【コラム②】居留地貿易としての神戸港の発展とゴム工業

(トップ画像は『摂州神戸海岸繁栄図 二代長谷川貞信画』。神戸市史より引用。)
文久7年(1867年)の開港以降、日本人は海外と直接貿易が可能となりましたが、実際にはほとんどの貿易は居留地の外国商館を通じて行われたとされています。居留地貿易においては、貿易取引の経験の差、外国金融機関の掌握、外国海運会社における航路の独占などを背景に、イギリスを中心とした条約締結国が商権を握っており、知識や経験が未熟な日本が列強と同等の立場で国際貿易をおこなうことは困難でした。産業革命によって綿製品などの工業製品の販路拡大を目指したイギリスをはじめとする西洋列強に対して、日本は一次産品(米、茶、生糸、樟脳、伝統工芸品等)を輸出し、工業製品などを輸入するという、いわゆる発展途上国型の貿易を行わざるを得なかったのでした。
ちなみに、明治4年(1871年)には、廃藩置県が実施され、兵庫県、飾磨県、豊岡県、名東県の4県が成立し、初代兵庫県知事には伊藤博文(のちに初代内閣総理大臣)が就任しています。
明治後期(明治26年、1893年)以降になると、こうした一次産品の輸出は次第に減り、代わりに工業製品の輸出が急拡大することになります。その代表がマッチでした。マッチ製造は、明治中期から大正期にかけて神戸の主力輸出産業として成長し、その輸出額も明治15年(1882年)には1万円程度だったものが、明治20年(1887年)には86万円、明治29年(1896年)には485万円に達し、明治後期、輸出産業として急激な発展をとげました。神戸を中心としたマッチの生産と輸出の急増は、明治後期における神戸貿易を特徴づける要因の一つとなりました。マッチは主に、中国や東南アジア方面に輸出されたそうです。
また、同時期である明治22年に東海道新幹線の新橋・神戸間が全通、明治21~23年にかけて山陽鉄道の神戸・兵庫・明石間、さらに和田岬支線が開通し、神戸の工業化はさらに進んでいきました。
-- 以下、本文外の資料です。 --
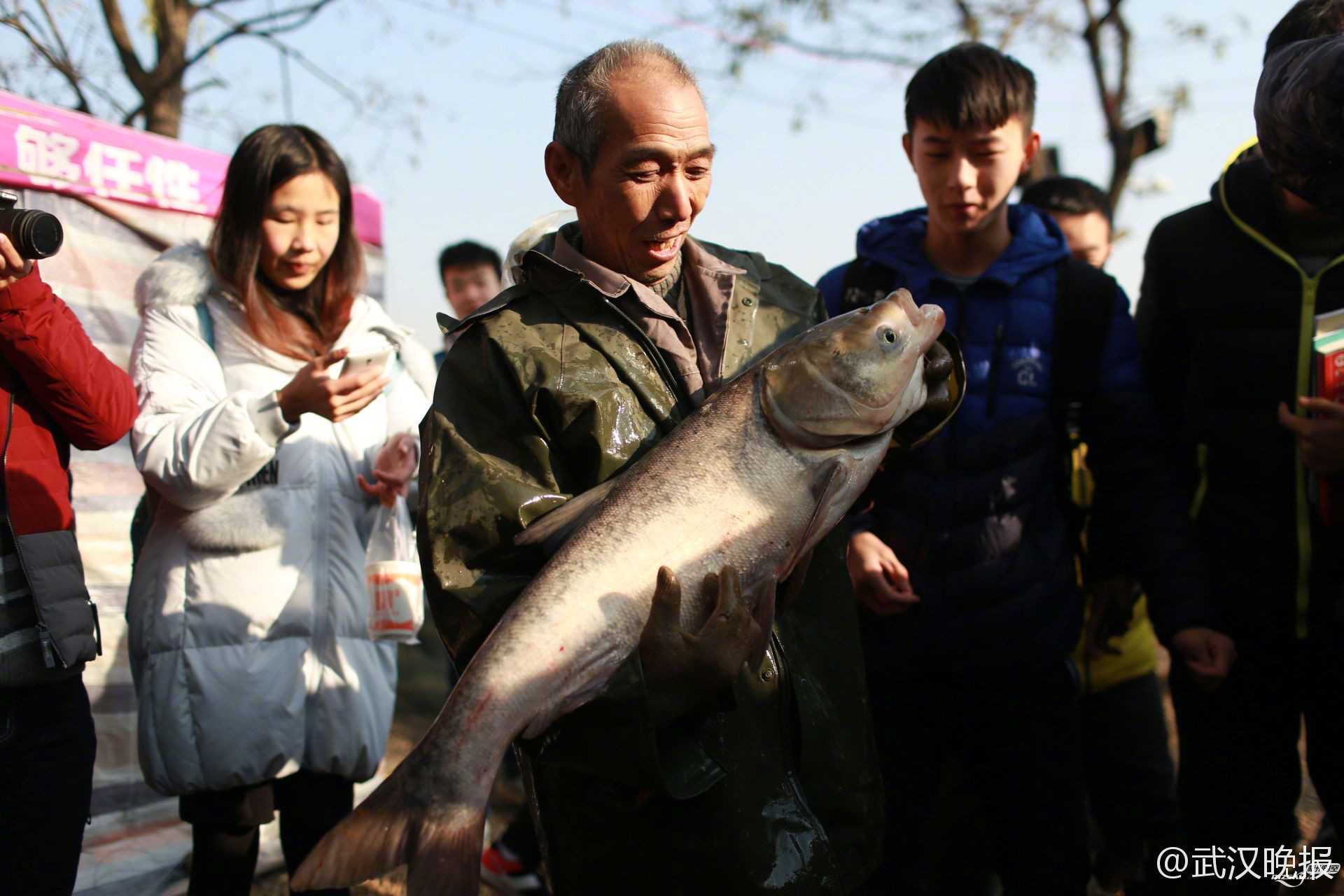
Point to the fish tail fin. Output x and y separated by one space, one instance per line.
442 846
448 855
368 843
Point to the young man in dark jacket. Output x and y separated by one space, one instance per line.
967 562
1225 323
58 390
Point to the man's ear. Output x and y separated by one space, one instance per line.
1030 152
565 172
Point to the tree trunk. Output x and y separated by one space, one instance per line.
163 111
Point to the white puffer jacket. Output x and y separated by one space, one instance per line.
248 614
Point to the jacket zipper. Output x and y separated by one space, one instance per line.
787 701
50 649
1304 378
656 356
1202 485
995 363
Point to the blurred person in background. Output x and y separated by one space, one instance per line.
59 390
1128 766
1226 318
470 276
260 687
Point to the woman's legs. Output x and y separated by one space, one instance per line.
309 805
225 837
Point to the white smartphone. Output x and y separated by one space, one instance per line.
375 359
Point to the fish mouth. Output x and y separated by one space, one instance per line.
866 421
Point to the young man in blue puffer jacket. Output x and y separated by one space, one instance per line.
964 555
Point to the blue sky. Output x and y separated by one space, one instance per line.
479 83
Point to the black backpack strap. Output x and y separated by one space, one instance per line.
1085 302
866 282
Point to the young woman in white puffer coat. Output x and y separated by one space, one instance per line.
260 688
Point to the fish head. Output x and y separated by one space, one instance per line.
853 377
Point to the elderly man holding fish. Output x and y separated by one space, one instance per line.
678 734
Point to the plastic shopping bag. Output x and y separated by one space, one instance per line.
393 577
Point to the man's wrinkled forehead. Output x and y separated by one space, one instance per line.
650 109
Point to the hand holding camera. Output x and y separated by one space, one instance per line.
24 234
13 265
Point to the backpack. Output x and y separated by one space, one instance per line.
1085 300
144 516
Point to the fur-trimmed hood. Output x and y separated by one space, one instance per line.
182 276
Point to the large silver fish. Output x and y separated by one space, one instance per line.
753 480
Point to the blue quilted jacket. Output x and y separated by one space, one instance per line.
977 514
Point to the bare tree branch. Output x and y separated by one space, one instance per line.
969 20
61 64
121 41
235 30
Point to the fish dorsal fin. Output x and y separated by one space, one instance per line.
552 530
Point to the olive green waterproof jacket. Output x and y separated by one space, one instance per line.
773 788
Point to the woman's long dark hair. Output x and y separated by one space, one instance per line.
264 162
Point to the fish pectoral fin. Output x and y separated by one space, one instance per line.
834 477
552 530
793 583
764 615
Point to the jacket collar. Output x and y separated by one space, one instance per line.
898 242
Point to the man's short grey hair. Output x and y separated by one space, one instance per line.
588 85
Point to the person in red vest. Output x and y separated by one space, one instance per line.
58 390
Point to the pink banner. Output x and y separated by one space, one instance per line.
70 152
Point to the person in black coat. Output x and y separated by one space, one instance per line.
1225 321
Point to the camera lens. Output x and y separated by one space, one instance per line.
35 234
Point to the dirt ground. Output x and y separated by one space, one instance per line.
422 688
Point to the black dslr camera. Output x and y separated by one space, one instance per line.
35 234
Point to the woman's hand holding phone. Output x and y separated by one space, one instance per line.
340 398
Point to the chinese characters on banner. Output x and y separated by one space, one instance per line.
58 160
69 152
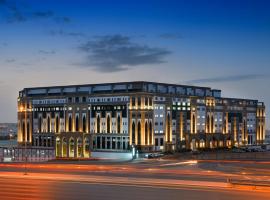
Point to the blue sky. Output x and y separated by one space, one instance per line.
215 43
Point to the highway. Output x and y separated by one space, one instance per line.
146 179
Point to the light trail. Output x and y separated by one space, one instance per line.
144 182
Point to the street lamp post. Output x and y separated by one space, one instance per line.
25 157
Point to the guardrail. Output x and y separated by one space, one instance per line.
252 183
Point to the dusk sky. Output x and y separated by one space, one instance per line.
220 44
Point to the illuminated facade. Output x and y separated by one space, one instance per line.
76 120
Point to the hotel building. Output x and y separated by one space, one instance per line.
79 119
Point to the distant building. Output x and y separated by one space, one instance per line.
149 116
267 137
7 129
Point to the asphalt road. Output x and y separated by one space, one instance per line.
137 180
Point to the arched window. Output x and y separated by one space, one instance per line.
64 147
245 128
213 124
151 133
169 128
84 124
139 133
118 124
77 123
57 124
193 124
146 133
70 123
71 147
133 133
108 124
98 124
23 131
225 126
28 132
39 125
57 147
48 124
208 124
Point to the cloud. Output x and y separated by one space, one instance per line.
4 44
114 53
46 52
234 78
18 14
171 36
43 14
10 60
66 33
明治27年(1894年)の日清戦争で勝利した日本は賠償金と台湾を取得し、さらに明治37年(1904年)の日露戦争が勃発すると、いったん景気は下向きになったたものの、軍事支出の増大と輸出の増大により景気は再び上向きました。
明治35年(1902年)に締結された日英同盟により、明治42年(1909年)に当時の世界的企業であったイギリスのダンロップ社が神戸に進出し、ダンロップ護謨(極東)株式会社が設立されたことが契機となり、神戸の地にゴム工業が根付くことになります。同社に勤めていた技術者や労働者が周辺のゴム製造会社に引き抜かれたり、退職して起業したことにより、そのゴムの製造技術が地元で普及していきました。当時は主に自転車や人力車のタイヤが作られたそうです。
その後、大正期にはゴム靴製造と、動力電動用のゴムベルト製造が盛んになっていきます。大正4年(1915年)に第一次世界大戦が始まると、ゴムベルトへの需要が急増し、多くの企業が神戸でゴムベルトの生産を開始しました。そういった時代背景の中で、高橋産業の初代社長にあたる高橋三夫が大正8年(1919年)に天然ゴムの輸入業を創業しました。当時の高橋産業は、居留地の明石町(現在の大丸百貨店の近く)の小さな事務所だったそうです。
その後も、大正12年(1923年)に発生した関東大震災により、関東地区のゴム工場が大打撃を受けたこともあり、兵庫県のゴム工業はゴム靴製造を中心に圧倒的な国内製造拠点となり、隆盛期を迎えるのでした。
※上記写真は神戸市立博物館にて撮影。